The Rags of Self-Righteousness, December 9
            
            
              Because thou sayest, I am rich, and increased with goods, and have
            
            
              need of nothing; and knowest not that thou art wretched, and
            
            
              miserable, and poor, and blind, and naked.
            
            
              Revelation 3:17
            
            
              .
            
            
              How plainly is pictured the position of those who think they have all
            
            
              the truth, who take pride in their knowledge of the Word of God, while its
            
            
              sanctifying power has not been felt in their lives. The fervor of the love of
            
            
              God is wanting in their hearts.
            
            
              Many are Laodiceans, living in a spiritual self-deception. They clothe
            
            
              themselves in the garments of their own righteousness, imagining them-
            
            
              selves to be rich and increased with goods and in need of nothing, when
            
            
              they need daily to learn of Jesus, His meekness and lowliness.
            
            
              What is it that constitutes the wretchedness, the nakedness, of those
            
            
              who feel rich and increased with goods?

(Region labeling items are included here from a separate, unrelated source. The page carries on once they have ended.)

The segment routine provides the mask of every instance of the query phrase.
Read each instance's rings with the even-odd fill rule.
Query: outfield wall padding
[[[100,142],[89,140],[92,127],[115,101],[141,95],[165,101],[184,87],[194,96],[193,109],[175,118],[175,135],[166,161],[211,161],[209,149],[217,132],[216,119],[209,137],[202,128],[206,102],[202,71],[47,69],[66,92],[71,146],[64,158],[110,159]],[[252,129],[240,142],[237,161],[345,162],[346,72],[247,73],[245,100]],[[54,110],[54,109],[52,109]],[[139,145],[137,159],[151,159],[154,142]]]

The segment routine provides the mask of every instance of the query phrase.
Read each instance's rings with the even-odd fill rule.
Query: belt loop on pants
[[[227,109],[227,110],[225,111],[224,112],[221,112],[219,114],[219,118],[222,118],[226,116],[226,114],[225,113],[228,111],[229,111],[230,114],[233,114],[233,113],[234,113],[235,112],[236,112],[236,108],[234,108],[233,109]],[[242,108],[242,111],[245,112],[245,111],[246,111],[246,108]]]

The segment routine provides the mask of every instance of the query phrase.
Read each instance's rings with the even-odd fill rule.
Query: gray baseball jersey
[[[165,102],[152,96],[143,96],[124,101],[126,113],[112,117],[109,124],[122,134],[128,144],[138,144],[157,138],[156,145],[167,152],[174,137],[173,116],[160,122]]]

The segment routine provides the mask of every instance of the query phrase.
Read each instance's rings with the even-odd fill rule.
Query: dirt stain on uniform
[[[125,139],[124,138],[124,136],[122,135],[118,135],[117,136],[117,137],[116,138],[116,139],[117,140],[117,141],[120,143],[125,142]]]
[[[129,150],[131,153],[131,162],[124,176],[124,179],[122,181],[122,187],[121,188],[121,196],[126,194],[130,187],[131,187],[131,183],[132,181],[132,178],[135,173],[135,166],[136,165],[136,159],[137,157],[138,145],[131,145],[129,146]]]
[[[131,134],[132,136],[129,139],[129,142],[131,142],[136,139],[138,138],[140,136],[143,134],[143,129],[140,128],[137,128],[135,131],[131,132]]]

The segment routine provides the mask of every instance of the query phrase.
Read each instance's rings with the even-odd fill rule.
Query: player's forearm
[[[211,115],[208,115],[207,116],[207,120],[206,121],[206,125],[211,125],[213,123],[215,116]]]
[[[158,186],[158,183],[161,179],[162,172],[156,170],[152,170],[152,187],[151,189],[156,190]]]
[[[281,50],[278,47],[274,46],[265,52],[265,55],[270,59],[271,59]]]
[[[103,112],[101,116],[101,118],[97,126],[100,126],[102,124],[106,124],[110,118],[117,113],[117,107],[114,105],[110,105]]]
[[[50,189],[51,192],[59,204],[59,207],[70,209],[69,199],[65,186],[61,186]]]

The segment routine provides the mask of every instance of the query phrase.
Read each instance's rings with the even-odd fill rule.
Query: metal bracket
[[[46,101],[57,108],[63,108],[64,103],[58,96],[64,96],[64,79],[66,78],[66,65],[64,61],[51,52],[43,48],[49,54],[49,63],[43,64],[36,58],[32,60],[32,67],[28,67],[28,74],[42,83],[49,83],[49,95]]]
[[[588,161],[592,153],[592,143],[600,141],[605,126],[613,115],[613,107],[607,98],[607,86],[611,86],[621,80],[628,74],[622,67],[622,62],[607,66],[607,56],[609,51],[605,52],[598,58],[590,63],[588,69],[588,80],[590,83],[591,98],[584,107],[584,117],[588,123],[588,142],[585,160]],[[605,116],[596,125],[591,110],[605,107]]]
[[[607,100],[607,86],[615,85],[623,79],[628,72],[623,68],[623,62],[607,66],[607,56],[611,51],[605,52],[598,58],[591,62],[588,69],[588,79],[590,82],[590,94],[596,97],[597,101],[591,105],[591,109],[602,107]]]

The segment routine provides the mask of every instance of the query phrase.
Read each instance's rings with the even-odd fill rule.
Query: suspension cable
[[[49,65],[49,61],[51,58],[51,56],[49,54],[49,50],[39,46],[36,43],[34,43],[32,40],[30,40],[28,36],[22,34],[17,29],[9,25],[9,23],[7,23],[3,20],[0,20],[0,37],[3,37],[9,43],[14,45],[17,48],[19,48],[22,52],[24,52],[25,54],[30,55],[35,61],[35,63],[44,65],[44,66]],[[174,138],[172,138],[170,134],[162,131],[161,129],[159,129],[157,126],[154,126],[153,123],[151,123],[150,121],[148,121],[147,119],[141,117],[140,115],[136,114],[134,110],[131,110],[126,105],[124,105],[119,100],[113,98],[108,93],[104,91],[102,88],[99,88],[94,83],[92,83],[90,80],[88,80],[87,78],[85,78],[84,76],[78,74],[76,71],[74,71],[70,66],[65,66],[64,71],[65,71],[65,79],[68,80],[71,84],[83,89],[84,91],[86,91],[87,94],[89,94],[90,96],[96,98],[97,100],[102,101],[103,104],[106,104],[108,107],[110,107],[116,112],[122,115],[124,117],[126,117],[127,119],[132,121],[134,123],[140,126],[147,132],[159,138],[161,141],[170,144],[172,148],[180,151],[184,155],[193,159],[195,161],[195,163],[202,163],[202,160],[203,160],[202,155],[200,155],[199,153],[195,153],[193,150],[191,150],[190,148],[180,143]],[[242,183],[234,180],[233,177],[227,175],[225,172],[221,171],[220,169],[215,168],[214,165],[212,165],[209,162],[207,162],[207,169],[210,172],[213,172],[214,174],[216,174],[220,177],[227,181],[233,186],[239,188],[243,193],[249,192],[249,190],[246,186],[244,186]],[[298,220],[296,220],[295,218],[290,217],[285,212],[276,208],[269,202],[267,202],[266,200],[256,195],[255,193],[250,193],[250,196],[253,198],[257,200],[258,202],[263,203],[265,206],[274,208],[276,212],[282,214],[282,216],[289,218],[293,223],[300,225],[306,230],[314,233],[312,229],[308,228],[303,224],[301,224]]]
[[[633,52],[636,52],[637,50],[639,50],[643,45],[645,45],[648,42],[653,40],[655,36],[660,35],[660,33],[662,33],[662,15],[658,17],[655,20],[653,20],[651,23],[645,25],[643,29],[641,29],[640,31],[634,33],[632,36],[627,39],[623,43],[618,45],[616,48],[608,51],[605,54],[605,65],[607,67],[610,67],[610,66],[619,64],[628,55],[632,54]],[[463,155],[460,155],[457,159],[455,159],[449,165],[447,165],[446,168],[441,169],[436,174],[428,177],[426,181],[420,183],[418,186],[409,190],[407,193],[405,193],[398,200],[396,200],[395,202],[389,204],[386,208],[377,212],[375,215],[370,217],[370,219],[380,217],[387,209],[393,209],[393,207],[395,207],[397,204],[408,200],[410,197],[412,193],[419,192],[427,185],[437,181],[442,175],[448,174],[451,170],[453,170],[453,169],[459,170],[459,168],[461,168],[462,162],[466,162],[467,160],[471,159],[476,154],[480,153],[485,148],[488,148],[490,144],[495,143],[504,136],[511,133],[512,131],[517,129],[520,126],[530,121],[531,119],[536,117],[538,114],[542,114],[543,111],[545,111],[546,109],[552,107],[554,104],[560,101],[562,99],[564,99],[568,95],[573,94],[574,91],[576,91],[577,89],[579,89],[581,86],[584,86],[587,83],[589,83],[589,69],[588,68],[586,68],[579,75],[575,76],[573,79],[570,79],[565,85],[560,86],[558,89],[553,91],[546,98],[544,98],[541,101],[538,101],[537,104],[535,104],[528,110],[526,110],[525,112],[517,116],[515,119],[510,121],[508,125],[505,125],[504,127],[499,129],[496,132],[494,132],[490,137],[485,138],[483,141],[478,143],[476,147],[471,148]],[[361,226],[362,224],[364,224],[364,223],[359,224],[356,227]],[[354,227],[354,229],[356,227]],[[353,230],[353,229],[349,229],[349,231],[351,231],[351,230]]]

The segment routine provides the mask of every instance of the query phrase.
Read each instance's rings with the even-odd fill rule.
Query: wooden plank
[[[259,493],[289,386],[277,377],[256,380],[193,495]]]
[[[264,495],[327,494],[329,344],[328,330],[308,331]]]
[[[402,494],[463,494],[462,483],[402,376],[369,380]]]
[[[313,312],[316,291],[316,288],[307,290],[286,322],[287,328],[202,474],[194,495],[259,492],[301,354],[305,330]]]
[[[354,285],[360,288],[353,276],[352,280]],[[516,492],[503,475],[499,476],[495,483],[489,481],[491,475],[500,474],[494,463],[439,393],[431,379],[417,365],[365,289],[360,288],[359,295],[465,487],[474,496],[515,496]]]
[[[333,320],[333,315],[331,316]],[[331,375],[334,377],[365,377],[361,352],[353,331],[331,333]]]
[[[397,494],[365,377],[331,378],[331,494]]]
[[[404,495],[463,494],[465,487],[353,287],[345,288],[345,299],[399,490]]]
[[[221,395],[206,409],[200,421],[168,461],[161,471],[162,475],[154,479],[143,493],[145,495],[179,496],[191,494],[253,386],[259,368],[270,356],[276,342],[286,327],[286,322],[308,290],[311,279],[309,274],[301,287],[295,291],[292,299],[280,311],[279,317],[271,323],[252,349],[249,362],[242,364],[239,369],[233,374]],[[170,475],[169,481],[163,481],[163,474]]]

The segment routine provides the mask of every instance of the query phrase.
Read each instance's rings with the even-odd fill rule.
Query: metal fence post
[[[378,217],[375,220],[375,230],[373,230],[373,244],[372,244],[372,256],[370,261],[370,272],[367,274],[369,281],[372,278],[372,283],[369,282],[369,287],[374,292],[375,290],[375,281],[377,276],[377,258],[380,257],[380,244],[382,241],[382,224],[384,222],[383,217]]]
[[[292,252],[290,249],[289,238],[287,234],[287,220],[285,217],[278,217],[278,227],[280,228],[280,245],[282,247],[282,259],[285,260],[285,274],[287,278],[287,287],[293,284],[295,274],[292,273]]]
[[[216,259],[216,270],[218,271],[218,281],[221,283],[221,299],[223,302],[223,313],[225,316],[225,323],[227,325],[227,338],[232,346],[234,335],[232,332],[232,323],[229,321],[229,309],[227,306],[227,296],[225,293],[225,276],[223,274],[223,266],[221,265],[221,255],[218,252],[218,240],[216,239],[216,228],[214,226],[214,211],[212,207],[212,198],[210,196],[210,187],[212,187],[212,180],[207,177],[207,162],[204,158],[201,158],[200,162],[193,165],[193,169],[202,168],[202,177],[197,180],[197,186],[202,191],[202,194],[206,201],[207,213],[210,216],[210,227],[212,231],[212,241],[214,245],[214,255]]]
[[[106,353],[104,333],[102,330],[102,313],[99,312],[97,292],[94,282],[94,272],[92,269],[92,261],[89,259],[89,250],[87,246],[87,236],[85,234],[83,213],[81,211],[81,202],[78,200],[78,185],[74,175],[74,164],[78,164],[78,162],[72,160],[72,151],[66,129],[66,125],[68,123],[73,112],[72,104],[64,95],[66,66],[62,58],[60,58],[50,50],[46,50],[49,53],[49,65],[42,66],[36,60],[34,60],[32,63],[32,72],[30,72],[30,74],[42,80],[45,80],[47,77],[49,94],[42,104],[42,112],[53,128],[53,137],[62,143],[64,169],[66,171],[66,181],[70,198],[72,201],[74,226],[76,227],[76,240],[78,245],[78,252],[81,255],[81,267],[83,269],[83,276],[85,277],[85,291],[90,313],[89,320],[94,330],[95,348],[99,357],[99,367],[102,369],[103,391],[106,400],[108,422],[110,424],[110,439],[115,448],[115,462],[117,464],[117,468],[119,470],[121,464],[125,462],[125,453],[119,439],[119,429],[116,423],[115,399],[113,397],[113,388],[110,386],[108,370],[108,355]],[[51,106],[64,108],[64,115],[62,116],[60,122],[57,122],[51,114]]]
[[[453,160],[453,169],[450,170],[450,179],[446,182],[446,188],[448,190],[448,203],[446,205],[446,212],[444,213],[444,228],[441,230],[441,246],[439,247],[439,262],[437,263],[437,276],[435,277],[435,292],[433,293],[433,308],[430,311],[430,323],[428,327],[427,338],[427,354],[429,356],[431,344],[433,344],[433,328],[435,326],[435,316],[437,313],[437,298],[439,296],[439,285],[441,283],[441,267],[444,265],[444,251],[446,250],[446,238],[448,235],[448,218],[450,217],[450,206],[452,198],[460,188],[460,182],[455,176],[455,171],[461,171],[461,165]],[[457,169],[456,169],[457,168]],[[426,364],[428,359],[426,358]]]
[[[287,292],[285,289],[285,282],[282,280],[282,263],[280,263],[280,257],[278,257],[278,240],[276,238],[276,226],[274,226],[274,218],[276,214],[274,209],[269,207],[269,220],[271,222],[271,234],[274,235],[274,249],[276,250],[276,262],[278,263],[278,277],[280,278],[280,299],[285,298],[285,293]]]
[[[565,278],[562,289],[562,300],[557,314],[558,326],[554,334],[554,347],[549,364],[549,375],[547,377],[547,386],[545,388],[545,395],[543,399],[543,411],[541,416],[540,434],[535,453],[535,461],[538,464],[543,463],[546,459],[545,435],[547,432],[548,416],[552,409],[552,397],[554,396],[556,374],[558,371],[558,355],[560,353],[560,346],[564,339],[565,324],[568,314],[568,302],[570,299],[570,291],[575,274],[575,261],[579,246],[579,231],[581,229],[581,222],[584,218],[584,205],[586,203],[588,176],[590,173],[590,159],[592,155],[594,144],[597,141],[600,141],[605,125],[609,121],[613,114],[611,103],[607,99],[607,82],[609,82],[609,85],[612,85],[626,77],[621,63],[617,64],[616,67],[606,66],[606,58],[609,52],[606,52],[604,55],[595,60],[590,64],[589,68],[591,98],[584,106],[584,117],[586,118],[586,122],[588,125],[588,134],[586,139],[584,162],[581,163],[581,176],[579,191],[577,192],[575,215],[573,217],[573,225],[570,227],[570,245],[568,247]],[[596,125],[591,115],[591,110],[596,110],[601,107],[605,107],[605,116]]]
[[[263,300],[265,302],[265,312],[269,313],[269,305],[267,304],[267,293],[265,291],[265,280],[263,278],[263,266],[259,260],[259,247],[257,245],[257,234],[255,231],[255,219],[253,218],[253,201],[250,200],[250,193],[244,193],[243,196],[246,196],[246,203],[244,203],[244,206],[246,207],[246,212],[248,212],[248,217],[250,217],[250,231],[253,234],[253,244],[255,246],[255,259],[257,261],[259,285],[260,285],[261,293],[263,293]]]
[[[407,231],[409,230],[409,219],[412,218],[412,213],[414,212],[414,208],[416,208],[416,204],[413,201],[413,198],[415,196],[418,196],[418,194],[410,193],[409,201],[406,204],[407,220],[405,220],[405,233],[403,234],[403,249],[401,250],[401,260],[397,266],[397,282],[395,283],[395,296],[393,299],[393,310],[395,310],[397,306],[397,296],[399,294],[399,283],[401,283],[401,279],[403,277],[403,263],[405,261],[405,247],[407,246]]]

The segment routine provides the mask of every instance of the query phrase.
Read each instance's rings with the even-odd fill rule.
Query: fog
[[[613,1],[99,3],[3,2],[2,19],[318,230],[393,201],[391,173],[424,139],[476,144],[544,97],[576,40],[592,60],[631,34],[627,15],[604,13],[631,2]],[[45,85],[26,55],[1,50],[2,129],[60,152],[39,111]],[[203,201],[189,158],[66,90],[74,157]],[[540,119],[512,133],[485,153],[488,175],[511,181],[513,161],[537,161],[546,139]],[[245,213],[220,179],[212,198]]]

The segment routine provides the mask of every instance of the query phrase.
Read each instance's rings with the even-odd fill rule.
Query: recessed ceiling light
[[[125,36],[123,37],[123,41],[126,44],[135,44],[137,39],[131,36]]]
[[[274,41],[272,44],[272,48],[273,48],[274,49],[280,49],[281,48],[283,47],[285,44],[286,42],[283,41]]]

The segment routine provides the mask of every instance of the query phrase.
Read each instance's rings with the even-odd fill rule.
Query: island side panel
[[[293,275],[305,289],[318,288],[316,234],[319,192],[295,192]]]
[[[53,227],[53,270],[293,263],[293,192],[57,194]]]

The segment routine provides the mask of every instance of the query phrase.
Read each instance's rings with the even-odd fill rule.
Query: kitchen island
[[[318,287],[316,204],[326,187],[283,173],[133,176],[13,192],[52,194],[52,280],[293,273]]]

It is the want of the righteousness
            
            
              of Christ. In their own righteousness they are represented as clothed with
            
            
              filthy rags, and yet in this condition they flatter themselves that they are
            
            
              clothed upon with Christ’s righteousness.... They may be crying, “The
            
            
              temple of the Lord, the temple of the Lord are we,” while their hearts are
            
            
              filled with unholy traffic and unrighteous barter. The courts of the soul
            
            
              temple may be the haunt of envy, pride, passion, evil surmising, bitterness,
            
            
              and hollow formalism. Christ looks mournfully upon His professed people
            
            
              who feel rich and increased in the knowledge of the truth, and who are
            
            
              yet destitute of the truth in life and character.
            
            
              Jesus says, “I, your Redeemer, know your works. I am familiar
            
            
              with the motives that prompt you to declare boastingly in regard to your
            
            
              spiritual condition, ‘I am rich, and increased with goods, and have need
            
            
              of nothing.’ Thou ‘knowest not that thou art wretched, and miserable, and
            
            
              poor, and blind, and naked.’” ... What a position to be in! They stand in
            
            
              their own light.
            
            
              But notwithstanding their willful ignorance, they are not left by the
            
            
              Lord without added warning and counsel.